3.7. T HE D ATA C OLLECTION AND D EVELOPMENT

3.7.5. Reflections on the research

As Pearson (1993, p.vii) examines: ‘published accounts of fieldwork are invariably cleansed of the ‘private’ goings-on between researcher and researched’. I however aim to reflect upon the research highlighting these ‘private’ issues and matters that I faced as a researcher for example; my methodological stance, political issues, access to the field and my experiences of data collection.

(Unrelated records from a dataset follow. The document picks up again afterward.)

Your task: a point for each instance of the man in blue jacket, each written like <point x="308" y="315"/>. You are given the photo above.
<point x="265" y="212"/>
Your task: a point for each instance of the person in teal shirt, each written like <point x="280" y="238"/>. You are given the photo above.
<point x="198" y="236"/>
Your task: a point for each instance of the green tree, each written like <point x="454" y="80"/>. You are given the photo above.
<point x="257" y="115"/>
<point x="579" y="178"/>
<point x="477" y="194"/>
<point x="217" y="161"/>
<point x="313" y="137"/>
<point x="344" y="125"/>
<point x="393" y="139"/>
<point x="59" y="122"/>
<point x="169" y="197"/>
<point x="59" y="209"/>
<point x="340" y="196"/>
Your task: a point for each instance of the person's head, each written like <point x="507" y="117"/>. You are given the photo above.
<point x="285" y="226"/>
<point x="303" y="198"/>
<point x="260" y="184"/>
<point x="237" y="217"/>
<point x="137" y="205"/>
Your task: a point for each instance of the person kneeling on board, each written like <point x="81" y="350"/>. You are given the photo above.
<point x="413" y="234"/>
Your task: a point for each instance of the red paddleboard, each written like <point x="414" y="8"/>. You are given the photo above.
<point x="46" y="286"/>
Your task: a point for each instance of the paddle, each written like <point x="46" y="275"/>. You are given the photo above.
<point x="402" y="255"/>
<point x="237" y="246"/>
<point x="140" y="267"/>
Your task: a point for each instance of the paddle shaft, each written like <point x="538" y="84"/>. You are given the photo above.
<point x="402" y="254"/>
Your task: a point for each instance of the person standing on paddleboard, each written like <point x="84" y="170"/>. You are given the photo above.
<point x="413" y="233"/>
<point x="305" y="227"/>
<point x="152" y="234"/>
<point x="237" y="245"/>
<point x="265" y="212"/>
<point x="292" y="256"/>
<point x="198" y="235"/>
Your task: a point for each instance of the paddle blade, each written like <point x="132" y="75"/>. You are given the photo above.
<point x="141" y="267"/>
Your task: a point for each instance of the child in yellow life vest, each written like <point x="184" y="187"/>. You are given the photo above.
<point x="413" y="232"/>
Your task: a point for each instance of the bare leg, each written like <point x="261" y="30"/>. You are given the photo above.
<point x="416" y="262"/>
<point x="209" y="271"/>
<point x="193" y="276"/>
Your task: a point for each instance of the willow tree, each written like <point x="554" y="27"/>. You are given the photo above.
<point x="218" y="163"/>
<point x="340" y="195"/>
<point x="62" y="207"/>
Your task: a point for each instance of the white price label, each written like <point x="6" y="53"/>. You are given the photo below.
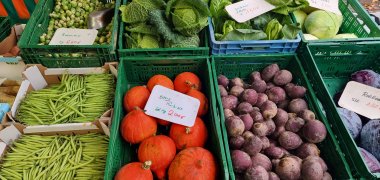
<point x="173" y="106"/>
<point x="247" y="9"/>
<point x="67" y="36"/>
<point x="362" y="99"/>
<point x="327" y="5"/>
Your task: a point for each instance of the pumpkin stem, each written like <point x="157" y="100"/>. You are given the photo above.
<point x="147" y="165"/>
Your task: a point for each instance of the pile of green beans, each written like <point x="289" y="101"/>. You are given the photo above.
<point x="79" y="98"/>
<point x="74" y="14"/>
<point x="56" y="157"/>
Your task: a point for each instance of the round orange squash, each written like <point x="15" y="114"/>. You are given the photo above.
<point x="137" y="126"/>
<point x="160" y="150"/>
<point x="193" y="163"/>
<point x="185" y="137"/>
<point x="203" y="106"/>
<point x="136" y="97"/>
<point x="135" y="171"/>
<point x="186" y="81"/>
<point x="160" y="80"/>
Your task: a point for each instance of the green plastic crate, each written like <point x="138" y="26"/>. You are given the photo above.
<point x="124" y="52"/>
<point x="355" y="20"/>
<point x="242" y="66"/>
<point x="5" y="27"/>
<point x="329" y="68"/>
<point x="91" y="55"/>
<point x="137" y="71"/>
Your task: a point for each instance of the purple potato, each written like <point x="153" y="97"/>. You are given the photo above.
<point x="297" y="105"/>
<point x="307" y="149"/>
<point x="276" y="94"/>
<point x="250" y="96"/>
<point x="244" y="108"/>
<point x="235" y="126"/>
<point x="228" y="113"/>
<point x="248" y="121"/>
<point x="282" y="77"/>
<point x="236" y="82"/>
<point x="274" y="152"/>
<point x="223" y="80"/>
<point x="281" y="117"/>
<point x="294" y="124"/>
<point x="252" y="145"/>
<point x="257" y="116"/>
<point x="288" y="168"/>
<point x="271" y="126"/>
<point x="236" y="142"/>
<point x="240" y="160"/>
<point x="223" y="91"/>
<point x="307" y="115"/>
<point x="289" y="140"/>
<point x="259" y="86"/>
<point x="265" y="142"/>
<point x="262" y="160"/>
<point x="314" y="131"/>
<point x="236" y="91"/>
<point x="229" y="102"/>
<point x="260" y="129"/>
<point x="254" y="76"/>
<point x="268" y="72"/>
<point x="268" y="109"/>
<point x="256" y="173"/>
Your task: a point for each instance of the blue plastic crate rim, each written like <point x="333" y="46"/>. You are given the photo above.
<point x="214" y="41"/>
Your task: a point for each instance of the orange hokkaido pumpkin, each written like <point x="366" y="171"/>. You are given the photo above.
<point x="203" y="106"/>
<point x="193" y="163"/>
<point x="185" y="81"/>
<point x="160" y="150"/>
<point x="136" y="96"/>
<point x="135" y="171"/>
<point x="185" y="137"/>
<point x="160" y="80"/>
<point x="163" y="122"/>
<point x="137" y="126"/>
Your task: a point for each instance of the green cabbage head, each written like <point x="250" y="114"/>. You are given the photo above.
<point x="323" y="24"/>
<point x="188" y="17"/>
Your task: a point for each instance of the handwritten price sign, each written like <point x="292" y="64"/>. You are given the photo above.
<point x="247" y="9"/>
<point x="170" y="105"/>
<point x="68" y="36"/>
<point x="362" y="99"/>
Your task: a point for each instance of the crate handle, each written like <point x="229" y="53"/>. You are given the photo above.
<point x="255" y="47"/>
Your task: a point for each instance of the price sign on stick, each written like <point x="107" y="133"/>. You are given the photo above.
<point x="362" y="99"/>
<point x="247" y="9"/>
<point x="173" y="106"/>
<point x="68" y="36"/>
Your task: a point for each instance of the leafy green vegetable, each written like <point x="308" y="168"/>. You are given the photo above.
<point x="273" y="29"/>
<point x="287" y="6"/>
<point x="244" y="34"/>
<point x="189" y="17"/>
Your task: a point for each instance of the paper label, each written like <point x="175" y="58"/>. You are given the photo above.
<point x="327" y="5"/>
<point x="362" y="99"/>
<point x="170" y="105"/>
<point x="67" y="36"/>
<point x="247" y="9"/>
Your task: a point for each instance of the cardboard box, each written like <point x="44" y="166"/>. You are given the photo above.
<point x="38" y="77"/>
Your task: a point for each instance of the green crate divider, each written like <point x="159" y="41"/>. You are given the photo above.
<point x="355" y="20"/>
<point x="5" y="27"/>
<point x="123" y="52"/>
<point x="329" y="68"/>
<point x="242" y="66"/>
<point x="137" y="71"/>
<point x="91" y="55"/>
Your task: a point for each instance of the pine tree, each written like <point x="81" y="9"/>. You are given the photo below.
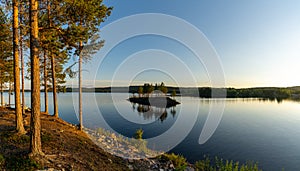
<point x="18" y="111"/>
<point x="83" y="19"/>
<point x="35" y="124"/>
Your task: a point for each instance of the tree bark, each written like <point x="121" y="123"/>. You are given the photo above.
<point x="22" y="66"/>
<point x="18" y="111"/>
<point x="35" y="124"/>
<point x="80" y="87"/>
<point x="55" y="104"/>
<point x="45" y="83"/>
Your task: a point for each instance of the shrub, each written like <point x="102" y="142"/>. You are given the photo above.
<point x="221" y="165"/>
<point x="139" y="134"/>
<point x="2" y="160"/>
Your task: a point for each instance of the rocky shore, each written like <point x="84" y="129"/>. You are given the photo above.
<point x="135" y="153"/>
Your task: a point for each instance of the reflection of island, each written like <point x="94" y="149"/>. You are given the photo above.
<point x="161" y="101"/>
<point x="148" y="112"/>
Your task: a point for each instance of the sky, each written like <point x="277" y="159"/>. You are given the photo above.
<point x="256" y="42"/>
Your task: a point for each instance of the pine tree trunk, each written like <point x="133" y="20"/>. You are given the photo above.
<point x="35" y="124"/>
<point x="45" y="83"/>
<point x="18" y="111"/>
<point x="22" y="66"/>
<point x="55" y="105"/>
<point x="80" y="88"/>
<point x="1" y="91"/>
<point x="9" y="92"/>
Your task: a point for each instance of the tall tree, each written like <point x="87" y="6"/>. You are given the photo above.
<point x="83" y="19"/>
<point x="35" y="124"/>
<point x="18" y="111"/>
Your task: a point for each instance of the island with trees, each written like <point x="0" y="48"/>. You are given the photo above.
<point x="154" y="96"/>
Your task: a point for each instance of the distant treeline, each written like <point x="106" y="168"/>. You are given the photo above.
<point x="206" y="92"/>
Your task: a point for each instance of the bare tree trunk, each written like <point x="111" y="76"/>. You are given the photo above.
<point x="1" y="90"/>
<point x="55" y="105"/>
<point x="22" y="66"/>
<point x="80" y="87"/>
<point x="45" y="83"/>
<point x="35" y="124"/>
<point x="18" y="112"/>
<point x="9" y="92"/>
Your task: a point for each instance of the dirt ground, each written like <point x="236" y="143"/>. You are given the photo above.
<point x="65" y="147"/>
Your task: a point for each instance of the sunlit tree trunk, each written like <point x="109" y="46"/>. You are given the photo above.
<point x="9" y="93"/>
<point x="45" y="84"/>
<point x="1" y="91"/>
<point x="18" y="111"/>
<point x="22" y="66"/>
<point x="35" y="124"/>
<point x="55" y="105"/>
<point x="80" y="87"/>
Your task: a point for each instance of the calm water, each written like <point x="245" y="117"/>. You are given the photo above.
<point x="264" y="131"/>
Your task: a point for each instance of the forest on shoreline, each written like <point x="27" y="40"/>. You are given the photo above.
<point x="206" y="92"/>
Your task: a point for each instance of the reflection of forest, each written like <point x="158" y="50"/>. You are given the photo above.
<point x="148" y="112"/>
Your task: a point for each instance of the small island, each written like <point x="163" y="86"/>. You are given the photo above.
<point x="154" y="96"/>
<point x="162" y="102"/>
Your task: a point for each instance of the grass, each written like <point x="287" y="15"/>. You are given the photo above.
<point x="21" y="163"/>
<point x="224" y="165"/>
<point x="179" y="161"/>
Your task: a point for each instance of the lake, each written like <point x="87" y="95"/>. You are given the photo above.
<point x="250" y="129"/>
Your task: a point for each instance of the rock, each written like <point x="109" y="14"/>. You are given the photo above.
<point x="113" y="136"/>
<point x="130" y="160"/>
<point x="130" y="167"/>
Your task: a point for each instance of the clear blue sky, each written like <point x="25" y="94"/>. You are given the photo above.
<point x="258" y="41"/>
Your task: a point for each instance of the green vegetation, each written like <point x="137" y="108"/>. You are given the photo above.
<point x="2" y="161"/>
<point x="21" y="164"/>
<point x="179" y="161"/>
<point x="139" y="134"/>
<point x="221" y="165"/>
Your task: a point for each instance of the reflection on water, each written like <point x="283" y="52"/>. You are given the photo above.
<point x="261" y="130"/>
<point x="148" y="111"/>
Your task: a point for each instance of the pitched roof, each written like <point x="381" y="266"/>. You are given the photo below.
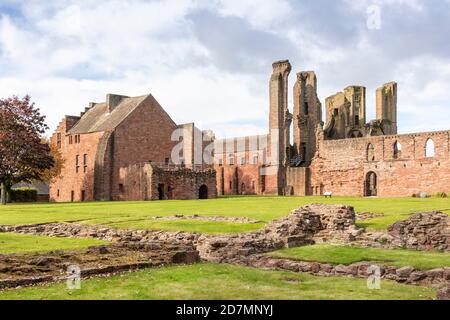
<point x="98" y="118"/>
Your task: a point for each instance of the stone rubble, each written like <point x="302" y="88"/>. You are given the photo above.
<point x="208" y="218"/>
<point x="422" y="231"/>
<point x="407" y="275"/>
<point x="310" y="224"/>
<point x="306" y="225"/>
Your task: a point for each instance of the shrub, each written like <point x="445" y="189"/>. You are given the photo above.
<point x="441" y="195"/>
<point x="24" y="195"/>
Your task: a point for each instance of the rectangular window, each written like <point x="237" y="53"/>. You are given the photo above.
<point x="77" y="163"/>
<point x="58" y="140"/>
<point x="231" y="160"/>
<point x="85" y="163"/>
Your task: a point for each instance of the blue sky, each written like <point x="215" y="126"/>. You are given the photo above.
<point x="210" y="61"/>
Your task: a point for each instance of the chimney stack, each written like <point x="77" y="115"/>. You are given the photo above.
<point x="112" y="101"/>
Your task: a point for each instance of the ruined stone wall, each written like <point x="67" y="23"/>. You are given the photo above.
<point x="297" y="180"/>
<point x="342" y="166"/>
<point x="307" y="114"/>
<point x="148" y="182"/>
<point x="238" y="163"/>
<point x="73" y="184"/>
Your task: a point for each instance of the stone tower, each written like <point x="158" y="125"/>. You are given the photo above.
<point x="387" y="108"/>
<point x="356" y="99"/>
<point x="307" y="115"/>
<point x="346" y="114"/>
<point x="279" y="124"/>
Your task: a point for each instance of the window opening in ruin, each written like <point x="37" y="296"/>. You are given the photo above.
<point x="231" y="160"/>
<point x="161" y="191"/>
<point x="77" y="163"/>
<point x="85" y="163"/>
<point x="58" y="140"/>
<point x="243" y="191"/>
<point x="203" y="192"/>
<point x="371" y="185"/>
<point x="370" y="153"/>
<point x="397" y="150"/>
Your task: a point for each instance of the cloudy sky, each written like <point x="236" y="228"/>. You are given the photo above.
<point x="210" y="61"/>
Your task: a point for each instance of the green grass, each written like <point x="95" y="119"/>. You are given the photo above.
<point x="25" y="243"/>
<point x="136" y="214"/>
<point x="347" y="255"/>
<point x="222" y="282"/>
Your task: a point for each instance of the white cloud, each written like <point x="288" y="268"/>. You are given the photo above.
<point x="209" y="61"/>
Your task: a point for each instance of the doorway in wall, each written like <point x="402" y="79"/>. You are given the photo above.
<point x="160" y="191"/>
<point x="203" y="192"/>
<point x="371" y="185"/>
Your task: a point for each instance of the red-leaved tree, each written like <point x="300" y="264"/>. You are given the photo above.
<point x="23" y="155"/>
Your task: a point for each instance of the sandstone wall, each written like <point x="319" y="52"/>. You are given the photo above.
<point x="148" y="182"/>
<point x="342" y="166"/>
<point x="71" y="185"/>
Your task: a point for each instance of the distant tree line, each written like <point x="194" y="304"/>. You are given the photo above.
<point x="25" y="155"/>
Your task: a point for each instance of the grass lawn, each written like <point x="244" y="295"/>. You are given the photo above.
<point x="223" y="282"/>
<point x="347" y="255"/>
<point x="136" y="214"/>
<point x="24" y="243"/>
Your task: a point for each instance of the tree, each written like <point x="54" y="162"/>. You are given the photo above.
<point x="49" y="175"/>
<point x="23" y="155"/>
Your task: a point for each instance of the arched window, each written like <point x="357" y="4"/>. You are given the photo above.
<point x="397" y="150"/>
<point x="231" y="159"/>
<point x="370" y="152"/>
<point x="429" y="149"/>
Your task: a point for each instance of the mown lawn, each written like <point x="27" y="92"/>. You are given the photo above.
<point x="137" y="214"/>
<point x="24" y="243"/>
<point x="223" y="282"/>
<point x="346" y="255"/>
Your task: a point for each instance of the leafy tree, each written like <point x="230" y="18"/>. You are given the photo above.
<point x="23" y="155"/>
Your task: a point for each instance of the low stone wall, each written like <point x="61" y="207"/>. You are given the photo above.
<point x="422" y="231"/>
<point x="407" y="275"/>
<point x="71" y="230"/>
<point x="30" y="269"/>
<point x="306" y="225"/>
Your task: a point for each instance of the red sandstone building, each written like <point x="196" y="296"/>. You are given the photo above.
<point x="346" y="155"/>
<point x="123" y="149"/>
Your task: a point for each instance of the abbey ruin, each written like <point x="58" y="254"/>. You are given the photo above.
<point x="122" y="149"/>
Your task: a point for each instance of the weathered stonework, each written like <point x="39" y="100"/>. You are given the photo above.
<point x="422" y="231"/>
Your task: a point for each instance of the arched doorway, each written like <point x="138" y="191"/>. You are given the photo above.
<point x="371" y="185"/>
<point x="203" y="192"/>
<point x="160" y="191"/>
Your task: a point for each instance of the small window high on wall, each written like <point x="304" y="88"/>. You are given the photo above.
<point x="370" y="152"/>
<point x="397" y="150"/>
<point x="430" y="149"/>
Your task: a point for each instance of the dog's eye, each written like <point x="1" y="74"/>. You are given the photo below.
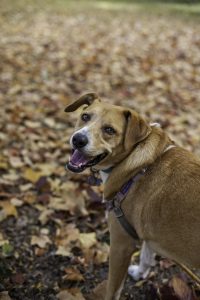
<point x="85" y="117"/>
<point x="109" y="130"/>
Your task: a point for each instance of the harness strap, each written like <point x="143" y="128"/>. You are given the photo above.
<point x="115" y="205"/>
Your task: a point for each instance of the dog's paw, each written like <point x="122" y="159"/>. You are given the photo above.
<point x="135" y="272"/>
<point x="99" y="292"/>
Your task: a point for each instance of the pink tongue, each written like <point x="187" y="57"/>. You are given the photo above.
<point x="78" y="158"/>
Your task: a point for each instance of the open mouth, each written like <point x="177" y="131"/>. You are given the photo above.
<point x="79" y="161"/>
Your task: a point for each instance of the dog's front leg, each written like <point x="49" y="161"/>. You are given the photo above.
<point x="147" y="260"/>
<point x="121" y="249"/>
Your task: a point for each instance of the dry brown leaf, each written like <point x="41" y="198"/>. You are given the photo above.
<point x="73" y="274"/>
<point x="181" y="289"/>
<point x="87" y="240"/>
<point x="8" y="208"/>
<point x="65" y="295"/>
<point x="4" y="296"/>
<point x="40" y="241"/>
<point x="32" y="175"/>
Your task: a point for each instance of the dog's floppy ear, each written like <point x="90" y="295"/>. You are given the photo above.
<point x="84" y="99"/>
<point x="136" y="129"/>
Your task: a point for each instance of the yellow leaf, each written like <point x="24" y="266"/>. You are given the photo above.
<point x="87" y="240"/>
<point x="31" y="175"/>
<point x="40" y="241"/>
<point x="65" y="295"/>
<point x="8" y="208"/>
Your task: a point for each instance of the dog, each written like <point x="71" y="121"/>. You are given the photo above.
<point x="162" y="205"/>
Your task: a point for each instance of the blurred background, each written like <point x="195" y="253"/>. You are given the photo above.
<point x="54" y="241"/>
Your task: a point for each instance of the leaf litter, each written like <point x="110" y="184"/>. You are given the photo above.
<point x="54" y="241"/>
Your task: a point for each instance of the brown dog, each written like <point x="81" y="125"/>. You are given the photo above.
<point x="163" y="205"/>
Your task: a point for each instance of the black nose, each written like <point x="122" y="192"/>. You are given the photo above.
<point x="79" y="140"/>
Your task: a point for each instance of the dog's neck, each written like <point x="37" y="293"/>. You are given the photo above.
<point x="104" y="175"/>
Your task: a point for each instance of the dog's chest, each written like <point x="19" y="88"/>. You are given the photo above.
<point x="104" y="176"/>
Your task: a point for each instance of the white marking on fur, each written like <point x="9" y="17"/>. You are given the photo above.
<point x="83" y="130"/>
<point x="147" y="260"/>
<point x="119" y="291"/>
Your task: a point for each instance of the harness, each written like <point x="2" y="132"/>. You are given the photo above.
<point x="115" y="204"/>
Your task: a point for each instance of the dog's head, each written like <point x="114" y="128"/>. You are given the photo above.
<point x="104" y="135"/>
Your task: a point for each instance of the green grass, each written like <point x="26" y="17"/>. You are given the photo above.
<point x="189" y="9"/>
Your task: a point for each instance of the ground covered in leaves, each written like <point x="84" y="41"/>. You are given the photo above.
<point x="54" y="240"/>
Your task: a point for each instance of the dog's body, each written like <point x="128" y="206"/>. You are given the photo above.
<point x="163" y="205"/>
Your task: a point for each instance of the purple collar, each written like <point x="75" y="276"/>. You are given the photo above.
<point x="120" y="196"/>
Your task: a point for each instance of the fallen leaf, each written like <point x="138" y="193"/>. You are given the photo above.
<point x="87" y="240"/>
<point x="5" y="296"/>
<point x="32" y="175"/>
<point x="40" y="241"/>
<point x="65" y="295"/>
<point x="8" y="208"/>
<point x="181" y="289"/>
<point x="73" y="274"/>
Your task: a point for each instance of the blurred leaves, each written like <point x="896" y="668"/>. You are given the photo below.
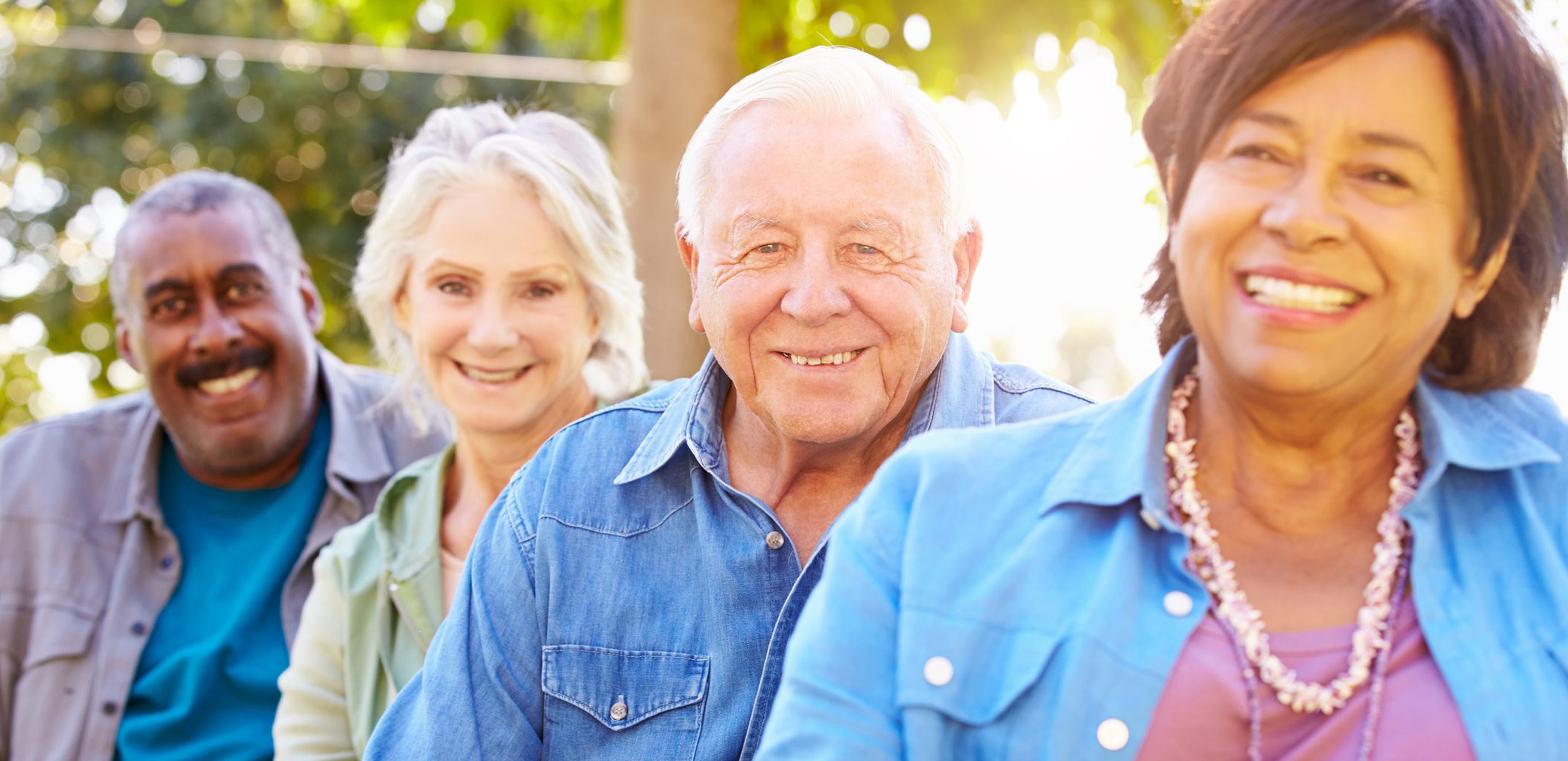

I am aware that my presence and positionality as a researcher may have affected some people’s accounts, leading to possible under-reporting of some issues and exaggeration of others; however I feel by using the BNIM and having minimal intervention as the researcher I have minimised this. Narratives are co-authored since they are all to some degree co-constructed between the participant and the researcher (Jones, 2004, Bolton et al., 2005). I was aware of the role of the researcher in the collection of narratives since any probing questions that I used could potentially influence the data collected, as it may direct the participant in their answers. The BNIM approach minimised this due to the very low level of interviewer intervention. Each participant was only steered towards the themes of the study, however it was made clear that I was interested in the individual experiences of each participant and what they thought was important to them. Eliciting stories depends on asking the right questions and I followed the interview protocol ensuring that all SQUINs asked in sub-session two were based on themes that the participant had already mentioned, and I always used the participants own words for these. In this respect, no themes were discussed about which the participant had not chosen to talk openly.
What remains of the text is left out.